Introduction

We began our series on Generative AI with Retrieval Augmented Generation (RAG), focusing on its applications in the energy sector.

In our first post, we explored Tavily Search as a web search tool integrated with LangChain.

While RAG is a powerful tool, more complex agentic workflows combine RAG with other agents and tools depending on specific needs.

In this blog-post we continue working with the Energy dataset from PJM Interconnection LLC, a regional transmission organization (RTO) in the United States. Serving all or parts of Delaware, Illinois, Indiana, Kentucky, Maryland, Michigan, New Jersey, North Carolina, Ohio, Pennsylvania, Tennessee, Virginia, West Virginia, and the District of Columbia.

We have scaled up the experiments to cover the files:

• AEP_hourly.csv
• COMED_hourly.csv
• DAYTON_hourly.csv
• DEOK_hourly.csv
• DOM_hourly.csv
• DUQ_hourly.csv
• EKPC_hourly.csv
• FE_hourly.csv
• NI_hourly.csv
• PJME_hourly.csv
• PJMW_hourly.csv

Agents

Our dataset consists of datetime and consumption columns, making it ideal for an agentic workflow where LLMs generate code for analytics tasks.

In our previous RAG post, we observed that LLMs naturally generate Python code when given structured data.

To enhance control, we explicitly define system prompts with:

1. Clear data structure definitions
2. Rules for formatting responses as code

These prompts are then combined with user queries, allowing users to interact with the system in natural language—without any coding knowledge.

Our first version of this system is illustrated in Figure 1.

Code Processing

As shown in Figure 1, the process begins when a user submits a query.
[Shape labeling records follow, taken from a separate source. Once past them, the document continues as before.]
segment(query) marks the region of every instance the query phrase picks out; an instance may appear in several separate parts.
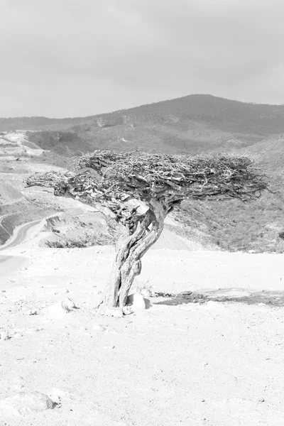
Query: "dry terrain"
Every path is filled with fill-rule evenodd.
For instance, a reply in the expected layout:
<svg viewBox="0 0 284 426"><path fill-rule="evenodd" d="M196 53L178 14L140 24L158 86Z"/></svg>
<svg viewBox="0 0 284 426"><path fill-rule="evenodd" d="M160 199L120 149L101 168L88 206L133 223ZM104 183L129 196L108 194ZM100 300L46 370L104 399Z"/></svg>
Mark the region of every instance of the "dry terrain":
<svg viewBox="0 0 284 426"><path fill-rule="evenodd" d="M283 255L153 247L138 283L192 297L150 297L114 318L94 309L113 248L40 248L39 230L0 256L11 336L0 339L0 398L38 391L59 403L22 415L4 403L1 425L284 424ZM77 309L43 315L66 297Z"/></svg>
<svg viewBox="0 0 284 426"><path fill-rule="evenodd" d="M284 425L283 109L195 95L0 119L1 426ZM147 309L102 317L115 227L24 180L71 168L78 150L139 147L248 155L273 192L185 202L133 289Z"/></svg>

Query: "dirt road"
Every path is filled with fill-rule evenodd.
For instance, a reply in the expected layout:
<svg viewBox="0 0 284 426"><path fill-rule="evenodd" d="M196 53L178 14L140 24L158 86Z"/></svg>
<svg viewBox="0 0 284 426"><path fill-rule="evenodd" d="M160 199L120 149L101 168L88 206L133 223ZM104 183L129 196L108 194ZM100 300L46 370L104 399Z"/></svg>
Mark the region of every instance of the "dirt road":
<svg viewBox="0 0 284 426"><path fill-rule="evenodd" d="M0 248L0 251L6 250L7 248L11 248L12 247L15 247L20 243L22 243L26 236L28 231L31 229L33 226L38 224L42 219L40 220L34 220L31 222L28 222L27 224L24 224L21 225L18 229L15 229L15 233L13 235L11 239L8 241L6 244L4 244L2 247Z"/></svg>

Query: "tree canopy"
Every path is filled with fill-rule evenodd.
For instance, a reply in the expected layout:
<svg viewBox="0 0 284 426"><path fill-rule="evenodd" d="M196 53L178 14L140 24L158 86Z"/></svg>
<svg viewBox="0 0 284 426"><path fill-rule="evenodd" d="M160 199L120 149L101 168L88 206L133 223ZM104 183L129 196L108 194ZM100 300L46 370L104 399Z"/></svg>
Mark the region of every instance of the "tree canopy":
<svg viewBox="0 0 284 426"><path fill-rule="evenodd" d="M95 151L72 172L37 173L28 186L53 187L55 195L105 209L124 225L101 304L124 310L141 258L160 236L166 215L187 197L243 201L267 188L264 175L246 157L167 155ZM134 199L138 204L131 202ZM144 207L141 212L141 204ZM124 311L124 313L126 311Z"/></svg>
<svg viewBox="0 0 284 426"><path fill-rule="evenodd" d="M140 218L137 207L127 204L131 199L148 207L155 200L170 211L186 197L247 201L267 188L265 176L246 157L110 151L83 154L72 172L36 173L26 183L53 187L57 195L88 204L99 203L130 230Z"/></svg>

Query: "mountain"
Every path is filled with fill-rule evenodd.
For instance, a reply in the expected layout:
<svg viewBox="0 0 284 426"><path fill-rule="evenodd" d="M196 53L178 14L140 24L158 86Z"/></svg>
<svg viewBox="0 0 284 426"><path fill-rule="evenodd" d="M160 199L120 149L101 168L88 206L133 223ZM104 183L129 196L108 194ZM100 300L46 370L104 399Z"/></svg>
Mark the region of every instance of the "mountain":
<svg viewBox="0 0 284 426"><path fill-rule="evenodd" d="M70 119L0 119L0 131L33 131L31 141L65 156L94 149L192 155L250 146L284 133L284 106L195 94Z"/></svg>
<svg viewBox="0 0 284 426"><path fill-rule="evenodd" d="M97 148L248 155L258 163L261 173L268 175L271 192L248 204L237 200L186 201L174 213L175 223L180 225L173 231L204 246L284 252L284 239L280 236L284 231L283 105L196 94L88 117L0 119L0 131L12 128L27 131L10 132L9 137L0 133L0 154L2 149L4 155L1 159L5 155L20 157L22 168L25 160L25 168L31 170L66 168L68 158ZM7 170L13 166L13 173L23 173L18 162L9 161L5 165ZM3 163L3 171L4 167ZM6 172L2 173L4 183L7 176ZM9 182L14 185L15 179ZM32 197L37 199L38 195ZM29 203L36 202L28 198ZM50 214L55 211L53 205L43 203L41 210L37 210L38 217L46 209ZM15 210L22 209L18 202L11 205ZM13 214L11 207L2 205L0 217L10 211ZM3 219L4 224L5 220L8 219Z"/></svg>

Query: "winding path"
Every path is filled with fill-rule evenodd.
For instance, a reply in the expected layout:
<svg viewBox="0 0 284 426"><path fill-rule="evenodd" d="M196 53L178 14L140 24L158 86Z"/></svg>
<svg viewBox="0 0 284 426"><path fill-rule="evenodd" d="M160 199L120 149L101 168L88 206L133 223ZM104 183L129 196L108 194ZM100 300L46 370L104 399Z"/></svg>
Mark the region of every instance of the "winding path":
<svg viewBox="0 0 284 426"><path fill-rule="evenodd" d="M12 247L15 247L15 246L22 243L26 239L28 231L33 226L38 225L42 220L43 219L40 219L39 220L34 220L33 222L28 222L27 224L24 224L18 229L15 229L15 234L13 235L12 238L4 246L0 247L0 251L11 248ZM4 261L4 260L2 260L2 261Z"/></svg>

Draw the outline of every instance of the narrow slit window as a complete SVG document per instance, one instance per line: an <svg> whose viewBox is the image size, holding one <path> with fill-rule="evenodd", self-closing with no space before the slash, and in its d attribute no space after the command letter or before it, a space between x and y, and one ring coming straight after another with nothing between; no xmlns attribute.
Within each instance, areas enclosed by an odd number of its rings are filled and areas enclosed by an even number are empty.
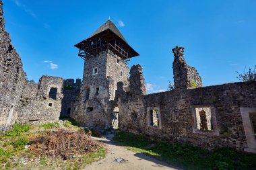
<svg viewBox="0 0 256 170"><path fill-rule="evenodd" d="M150 110L150 126L154 127L159 127L159 110L155 108Z"/></svg>
<svg viewBox="0 0 256 170"><path fill-rule="evenodd" d="M93 110L94 110L94 108L92 108L92 107L88 107L87 108L87 111L88 112L92 112Z"/></svg>
<svg viewBox="0 0 256 170"><path fill-rule="evenodd" d="M96 87L95 88L95 94L98 95L100 91L100 87Z"/></svg>
<svg viewBox="0 0 256 170"><path fill-rule="evenodd" d="M212 130L211 108L195 108L197 126L200 130Z"/></svg>
<svg viewBox="0 0 256 170"><path fill-rule="evenodd" d="M86 87L86 99L88 99L90 97L90 87Z"/></svg>
<svg viewBox="0 0 256 170"><path fill-rule="evenodd" d="M98 75L98 67L94 67L93 69L92 69L92 75Z"/></svg>

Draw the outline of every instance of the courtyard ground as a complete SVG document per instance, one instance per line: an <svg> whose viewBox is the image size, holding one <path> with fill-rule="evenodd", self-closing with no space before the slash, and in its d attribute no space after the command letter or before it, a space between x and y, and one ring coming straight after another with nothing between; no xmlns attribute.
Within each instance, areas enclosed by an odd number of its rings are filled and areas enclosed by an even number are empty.
<svg viewBox="0 0 256 170"><path fill-rule="evenodd" d="M84 170L181 169L144 154L127 150L124 146L111 142L113 137L113 134L108 134L106 138L93 137L105 143L106 155L104 159L87 165Z"/></svg>

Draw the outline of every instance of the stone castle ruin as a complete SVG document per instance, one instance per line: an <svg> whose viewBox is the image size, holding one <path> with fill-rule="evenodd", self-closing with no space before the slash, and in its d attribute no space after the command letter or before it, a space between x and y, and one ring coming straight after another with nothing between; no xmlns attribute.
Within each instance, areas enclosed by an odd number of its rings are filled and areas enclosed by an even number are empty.
<svg viewBox="0 0 256 170"><path fill-rule="evenodd" d="M256 153L256 83L203 87L184 48L172 49L174 90L146 95L139 54L110 20L75 45L84 60L82 82L42 76L26 81L5 30L0 0L0 128L15 122L41 124L71 117L81 126L113 128L207 149Z"/></svg>

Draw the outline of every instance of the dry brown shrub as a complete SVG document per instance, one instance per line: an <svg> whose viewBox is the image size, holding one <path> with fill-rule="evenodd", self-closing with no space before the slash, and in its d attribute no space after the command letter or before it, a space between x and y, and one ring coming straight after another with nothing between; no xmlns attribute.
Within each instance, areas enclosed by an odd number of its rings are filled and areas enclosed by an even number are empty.
<svg viewBox="0 0 256 170"><path fill-rule="evenodd" d="M100 143L84 132L58 130L32 139L30 150L36 154L63 159L95 151Z"/></svg>

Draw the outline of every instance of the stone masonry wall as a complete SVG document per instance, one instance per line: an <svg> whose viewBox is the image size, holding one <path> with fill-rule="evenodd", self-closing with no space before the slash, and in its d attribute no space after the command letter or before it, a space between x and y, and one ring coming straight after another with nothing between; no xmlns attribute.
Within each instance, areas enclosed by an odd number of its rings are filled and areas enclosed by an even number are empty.
<svg viewBox="0 0 256 170"><path fill-rule="evenodd" d="M17 102L25 83L19 54L5 28L3 3L0 0L0 131L8 128L17 118Z"/></svg>
<svg viewBox="0 0 256 170"><path fill-rule="evenodd" d="M73 81L73 83L72 83ZM38 124L59 120L61 114L68 117L68 109L79 93L81 81L42 76L38 84L27 83L18 105L18 120L20 123ZM65 87L68 85L68 87ZM51 88L57 88L56 97L49 95Z"/></svg>
<svg viewBox="0 0 256 170"><path fill-rule="evenodd" d="M195 68L189 66L184 58L184 48L176 46L172 49L174 56L173 75L177 89L189 89L203 86L201 77Z"/></svg>
<svg viewBox="0 0 256 170"><path fill-rule="evenodd" d="M137 87L137 90L141 88ZM130 93L136 90L130 89ZM121 87L118 91L119 127L121 130L207 149L228 146L243 151L248 146L240 108L256 108L255 83L175 88L147 95L127 95L122 92ZM149 109L154 108L160 109L159 127L149 124ZM210 108L214 111L213 130L197 129L196 108Z"/></svg>
<svg viewBox="0 0 256 170"><path fill-rule="evenodd" d="M128 67L123 61L118 61L120 59L110 50L86 57L81 92L71 113L71 117L79 124L99 128L111 126L117 83L123 82L125 87L129 83ZM98 69L97 74L93 74L94 68ZM98 94L96 87L99 88Z"/></svg>

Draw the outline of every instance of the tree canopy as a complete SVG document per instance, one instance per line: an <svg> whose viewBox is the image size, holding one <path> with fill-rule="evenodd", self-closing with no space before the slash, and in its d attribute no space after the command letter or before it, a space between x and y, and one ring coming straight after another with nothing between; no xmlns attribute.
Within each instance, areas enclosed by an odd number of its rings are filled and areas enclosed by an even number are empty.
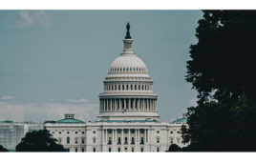
<svg viewBox="0 0 256 162"><path fill-rule="evenodd" d="M0 145L0 152L8 152L8 150L4 148L2 145Z"/></svg>
<svg viewBox="0 0 256 162"><path fill-rule="evenodd" d="M182 127L189 151L256 151L255 10L203 10L186 81L199 92Z"/></svg>
<svg viewBox="0 0 256 162"><path fill-rule="evenodd" d="M16 152L66 152L56 141L47 130L33 131L27 132L15 150Z"/></svg>

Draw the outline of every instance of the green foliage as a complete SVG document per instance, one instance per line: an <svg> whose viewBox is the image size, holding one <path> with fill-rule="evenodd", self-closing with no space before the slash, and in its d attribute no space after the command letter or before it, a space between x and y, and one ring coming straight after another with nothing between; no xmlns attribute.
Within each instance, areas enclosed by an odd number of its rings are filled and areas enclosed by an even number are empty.
<svg viewBox="0 0 256 162"><path fill-rule="evenodd" d="M255 10L203 10L187 82L199 92L181 129L190 152L256 151Z"/></svg>
<svg viewBox="0 0 256 162"><path fill-rule="evenodd" d="M6 148L4 148L2 145L0 145L0 152L8 152Z"/></svg>
<svg viewBox="0 0 256 162"><path fill-rule="evenodd" d="M186 80L205 99L238 98L244 91L255 96L255 10L203 10L190 47Z"/></svg>
<svg viewBox="0 0 256 162"><path fill-rule="evenodd" d="M56 141L47 130L34 131L22 138L16 152L66 152Z"/></svg>

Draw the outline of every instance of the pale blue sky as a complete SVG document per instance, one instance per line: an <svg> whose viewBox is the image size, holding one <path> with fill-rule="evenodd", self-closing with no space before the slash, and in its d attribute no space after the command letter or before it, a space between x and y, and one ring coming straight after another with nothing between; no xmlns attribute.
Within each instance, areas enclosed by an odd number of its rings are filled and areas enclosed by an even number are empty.
<svg viewBox="0 0 256 162"><path fill-rule="evenodd" d="M131 24L147 65L161 121L195 104L186 83L201 10L0 10L0 120L95 120L112 61Z"/></svg>

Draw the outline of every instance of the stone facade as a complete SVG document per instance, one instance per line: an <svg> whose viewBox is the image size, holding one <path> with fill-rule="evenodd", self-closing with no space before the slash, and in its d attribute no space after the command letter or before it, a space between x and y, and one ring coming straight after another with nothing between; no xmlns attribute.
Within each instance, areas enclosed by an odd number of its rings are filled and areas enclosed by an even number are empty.
<svg viewBox="0 0 256 162"><path fill-rule="evenodd" d="M84 123L66 114L44 124L70 152L165 152L171 144L184 146L180 133L184 123L159 121L147 67L133 51L133 39L126 36L123 42L123 52L103 82L98 120Z"/></svg>

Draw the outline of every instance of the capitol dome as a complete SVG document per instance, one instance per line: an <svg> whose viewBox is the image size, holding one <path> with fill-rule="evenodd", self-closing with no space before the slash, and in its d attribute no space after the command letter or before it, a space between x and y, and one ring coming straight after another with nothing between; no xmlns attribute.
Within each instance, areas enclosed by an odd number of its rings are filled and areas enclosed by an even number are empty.
<svg viewBox="0 0 256 162"><path fill-rule="evenodd" d="M158 121L158 95L147 67L133 51L133 39L127 25L123 52L116 58L103 81L99 94L100 121Z"/></svg>
<svg viewBox="0 0 256 162"><path fill-rule="evenodd" d="M135 54L121 54L116 58L109 69L108 74L147 74L145 63Z"/></svg>

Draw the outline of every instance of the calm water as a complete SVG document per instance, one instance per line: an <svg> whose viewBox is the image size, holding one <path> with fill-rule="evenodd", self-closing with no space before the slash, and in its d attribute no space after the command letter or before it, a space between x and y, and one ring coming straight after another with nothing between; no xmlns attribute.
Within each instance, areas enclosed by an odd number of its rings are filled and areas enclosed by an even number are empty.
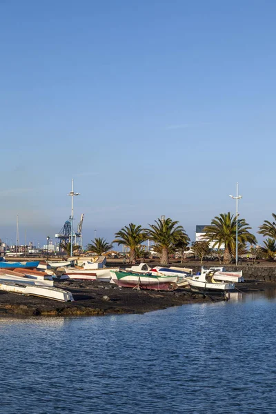
<svg viewBox="0 0 276 414"><path fill-rule="evenodd" d="M146 315L0 319L3 414L276 413L275 293Z"/></svg>

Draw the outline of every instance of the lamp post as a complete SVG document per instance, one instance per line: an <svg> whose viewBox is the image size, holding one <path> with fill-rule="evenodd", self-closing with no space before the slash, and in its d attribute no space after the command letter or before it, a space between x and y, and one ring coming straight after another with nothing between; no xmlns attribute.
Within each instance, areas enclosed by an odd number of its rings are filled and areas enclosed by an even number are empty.
<svg viewBox="0 0 276 414"><path fill-rule="evenodd" d="M49 260L49 236L47 236L47 260Z"/></svg>
<svg viewBox="0 0 276 414"><path fill-rule="evenodd" d="M79 195L79 193L74 193L74 179L72 179L72 189L71 191L68 194L72 197L71 203L71 246L70 246L70 256L73 255L73 219L74 219L74 204L73 199L74 196Z"/></svg>
<svg viewBox="0 0 276 414"><path fill-rule="evenodd" d="M237 255L237 235L238 235L238 231L237 231L237 225L238 225L237 217L238 217L238 215L239 215L237 207L238 207L239 199L241 199L241 198L242 198L242 195L239 195L239 183L237 183L236 197L234 197L233 195L229 195L229 197L230 197L231 198L233 198L235 200L236 200L236 266L237 266L237 259L238 259L238 255Z"/></svg>

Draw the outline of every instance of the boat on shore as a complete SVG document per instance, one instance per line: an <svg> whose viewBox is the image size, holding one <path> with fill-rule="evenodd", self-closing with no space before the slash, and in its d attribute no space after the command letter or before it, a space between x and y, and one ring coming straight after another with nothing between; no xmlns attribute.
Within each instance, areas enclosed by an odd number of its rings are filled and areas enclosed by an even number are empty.
<svg viewBox="0 0 276 414"><path fill-rule="evenodd" d="M201 273L208 273L210 270L215 270L214 280L219 282L224 282L227 283L232 282L233 283L242 283L244 279L242 276L242 270L236 272L228 271L224 267L210 267L206 269L204 267L201 268Z"/></svg>
<svg viewBox="0 0 276 414"><path fill-rule="evenodd" d="M113 283L118 286L157 290L172 290L177 288L177 276L135 273L123 270L110 270L110 273Z"/></svg>
<svg viewBox="0 0 276 414"><path fill-rule="evenodd" d="M46 299L52 299L64 302L74 301L71 292L48 286L30 286L23 282L0 281L0 290L26 296L39 296Z"/></svg>
<svg viewBox="0 0 276 414"><path fill-rule="evenodd" d="M39 262L0 262L0 269L10 269L13 270L15 268L22 269L35 269L39 264Z"/></svg>
<svg viewBox="0 0 276 414"><path fill-rule="evenodd" d="M229 292L235 290L233 283L224 283L214 279L215 270L209 270L187 278L190 288L193 291Z"/></svg>

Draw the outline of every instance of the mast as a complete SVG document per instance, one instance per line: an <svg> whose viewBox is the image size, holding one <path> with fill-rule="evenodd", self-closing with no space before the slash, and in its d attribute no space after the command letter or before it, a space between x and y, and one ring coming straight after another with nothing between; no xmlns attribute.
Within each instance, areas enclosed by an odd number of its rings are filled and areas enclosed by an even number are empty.
<svg viewBox="0 0 276 414"><path fill-rule="evenodd" d="M18 253L18 248L19 246L19 228L18 225L18 215L17 215L17 253Z"/></svg>

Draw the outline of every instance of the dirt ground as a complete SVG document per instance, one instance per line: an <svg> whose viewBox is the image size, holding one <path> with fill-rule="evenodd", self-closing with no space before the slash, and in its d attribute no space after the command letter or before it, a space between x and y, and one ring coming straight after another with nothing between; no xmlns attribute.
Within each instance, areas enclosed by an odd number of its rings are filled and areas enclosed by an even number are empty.
<svg viewBox="0 0 276 414"><path fill-rule="evenodd" d="M137 290L113 284L91 281L55 282L56 287L72 292L75 302L57 301L0 291L0 315L14 316L79 316L144 313L186 304L226 300L224 295L174 291ZM275 284L250 282L239 284L243 292L275 288Z"/></svg>

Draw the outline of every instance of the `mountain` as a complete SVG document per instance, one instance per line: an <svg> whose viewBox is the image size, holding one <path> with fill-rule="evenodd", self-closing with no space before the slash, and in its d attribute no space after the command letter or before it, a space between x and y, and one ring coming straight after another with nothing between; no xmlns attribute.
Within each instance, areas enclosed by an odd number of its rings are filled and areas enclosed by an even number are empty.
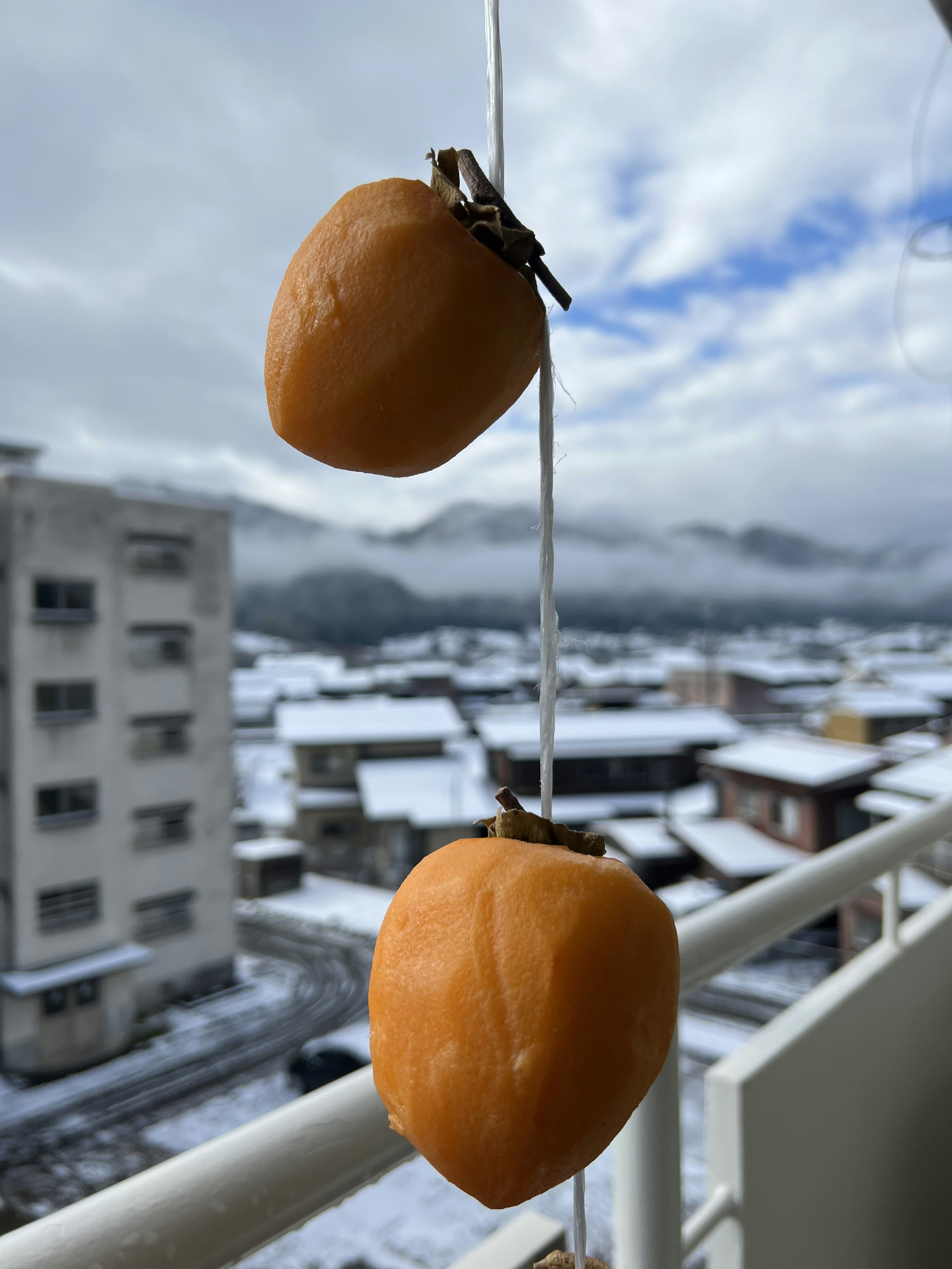
<svg viewBox="0 0 952 1269"><path fill-rule="evenodd" d="M371 643L439 624L534 622L538 511L466 501L416 528L373 533L239 497L127 482L137 496L234 516L236 619L294 640ZM609 518L556 520L564 626L737 628L853 618L952 622L952 549L847 547L772 524L649 532Z"/></svg>

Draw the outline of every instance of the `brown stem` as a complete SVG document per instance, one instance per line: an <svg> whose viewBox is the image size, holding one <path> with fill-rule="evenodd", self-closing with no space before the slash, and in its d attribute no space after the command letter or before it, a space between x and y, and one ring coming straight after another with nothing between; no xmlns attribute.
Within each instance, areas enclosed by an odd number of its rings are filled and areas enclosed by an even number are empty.
<svg viewBox="0 0 952 1269"><path fill-rule="evenodd" d="M515 218L513 209L509 207L503 195L498 193L495 185L490 181L482 168L480 168L476 162L472 150L458 150L457 161L459 164L459 175L470 187L472 201L475 203L484 203L489 207L498 208L499 220L506 228L524 230L526 226L522 221ZM529 268L536 273L536 277L555 302L567 312L569 305L572 302L572 297L559 282L559 279L552 275L551 269L542 263L542 256L545 254L546 249L537 239L529 258Z"/></svg>
<svg viewBox="0 0 952 1269"><path fill-rule="evenodd" d="M504 811L522 811L523 808L522 802L508 784L504 784L496 793L496 802L499 802Z"/></svg>

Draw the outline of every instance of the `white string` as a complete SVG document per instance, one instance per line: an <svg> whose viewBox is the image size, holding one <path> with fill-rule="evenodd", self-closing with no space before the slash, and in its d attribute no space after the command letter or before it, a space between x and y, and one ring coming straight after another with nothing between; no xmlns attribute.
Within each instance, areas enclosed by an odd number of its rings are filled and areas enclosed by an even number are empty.
<svg viewBox="0 0 952 1269"><path fill-rule="evenodd" d="M485 0L486 13L486 132L489 179L505 198L505 151L503 148L503 43L499 34L499 0ZM542 353L538 368L538 456L539 456L539 786L542 815L552 817L552 754L555 750L555 704L559 681L559 614L555 608L555 369L548 335L548 315L542 321ZM574 1181L575 1269L585 1269L585 1170Z"/></svg>
<svg viewBox="0 0 952 1269"><path fill-rule="evenodd" d="M548 339L548 316L542 321L542 355L538 367L538 463L539 463L539 681L538 742L542 815L552 819L552 754L555 750L555 700L559 671L559 615L555 610L555 514L552 450L555 445L555 372Z"/></svg>
<svg viewBox="0 0 952 1269"><path fill-rule="evenodd" d="M490 184L505 198L503 150L503 41L499 34L499 0L486 3L486 132Z"/></svg>
<svg viewBox="0 0 952 1269"><path fill-rule="evenodd" d="M585 1169L575 1174L574 1202L575 1213L575 1269L585 1269Z"/></svg>

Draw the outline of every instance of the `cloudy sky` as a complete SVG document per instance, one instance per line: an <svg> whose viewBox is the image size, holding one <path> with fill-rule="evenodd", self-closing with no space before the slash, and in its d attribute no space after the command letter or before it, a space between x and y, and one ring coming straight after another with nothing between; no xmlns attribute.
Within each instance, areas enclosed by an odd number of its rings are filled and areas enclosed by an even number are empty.
<svg viewBox="0 0 952 1269"><path fill-rule="evenodd" d="M952 56L927 0L503 0L506 193L553 315L556 495L655 525L948 536ZM536 496L534 388L411 480L270 430L264 336L352 185L485 154L481 0L3 0L0 435L44 470L416 523ZM935 231L927 245L947 246ZM939 382L932 382L937 379Z"/></svg>

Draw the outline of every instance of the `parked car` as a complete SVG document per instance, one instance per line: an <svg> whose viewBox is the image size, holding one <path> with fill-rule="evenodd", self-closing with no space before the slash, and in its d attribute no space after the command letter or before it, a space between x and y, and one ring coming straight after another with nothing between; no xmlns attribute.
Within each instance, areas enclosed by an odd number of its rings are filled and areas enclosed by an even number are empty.
<svg viewBox="0 0 952 1269"><path fill-rule="evenodd" d="M369 1066L369 1023L364 1018L317 1039L308 1039L289 1062L288 1075L301 1093L314 1093L341 1075Z"/></svg>

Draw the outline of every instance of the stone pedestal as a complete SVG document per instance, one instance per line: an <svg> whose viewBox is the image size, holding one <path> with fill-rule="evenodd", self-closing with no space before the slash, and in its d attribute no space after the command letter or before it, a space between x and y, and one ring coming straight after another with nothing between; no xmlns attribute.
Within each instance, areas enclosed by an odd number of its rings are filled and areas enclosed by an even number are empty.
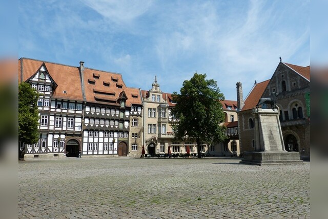
<svg viewBox="0 0 328 219"><path fill-rule="evenodd" d="M303 163L299 152L284 149L277 109L254 109L252 114L255 117L255 151L244 152L241 164L260 166Z"/></svg>

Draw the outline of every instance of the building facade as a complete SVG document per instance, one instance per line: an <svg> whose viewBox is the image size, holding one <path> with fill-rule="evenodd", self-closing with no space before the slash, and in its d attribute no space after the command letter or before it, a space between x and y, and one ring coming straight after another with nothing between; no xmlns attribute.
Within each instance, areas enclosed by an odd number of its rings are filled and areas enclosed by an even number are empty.
<svg viewBox="0 0 328 219"><path fill-rule="evenodd" d="M240 92L237 83L237 93ZM275 94L277 93L276 96ZM298 151L302 158L310 157L310 67L280 62L272 77L256 83L238 113L242 151L254 150L254 117L252 109L260 98L276 99L285 149ZM238 100L237 100L238 101ZM271 108L263 104L262 108Z"/></svg>
<svg viewBox="0 0 328 219"><path fill-rule="evenodd" d="M22 58L18 74L40 95L39 141L23 145L25 156L141 154L140 136L133 134L141 127L140 91L127 87L120 74L85 68L83 62L74 67Z"/></svg>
The LLM interprets the request and returns an answer—often containing code.

We then:

1. Extract the generated code
2. Pass it to an execution module
3. Feed in our dataset as input
4. Return the final computed result

Using Python & SQL for Querying

To simplify querying, we leverage DuckDB, which allows us to use SQL directly on local datasets.

In Figure 2, we show an example where GPT-4o generates an SQL query and its corresponding result.

User Query:

“Find the 7 highest peaks of consumption between December 1 and December 10, 2015.”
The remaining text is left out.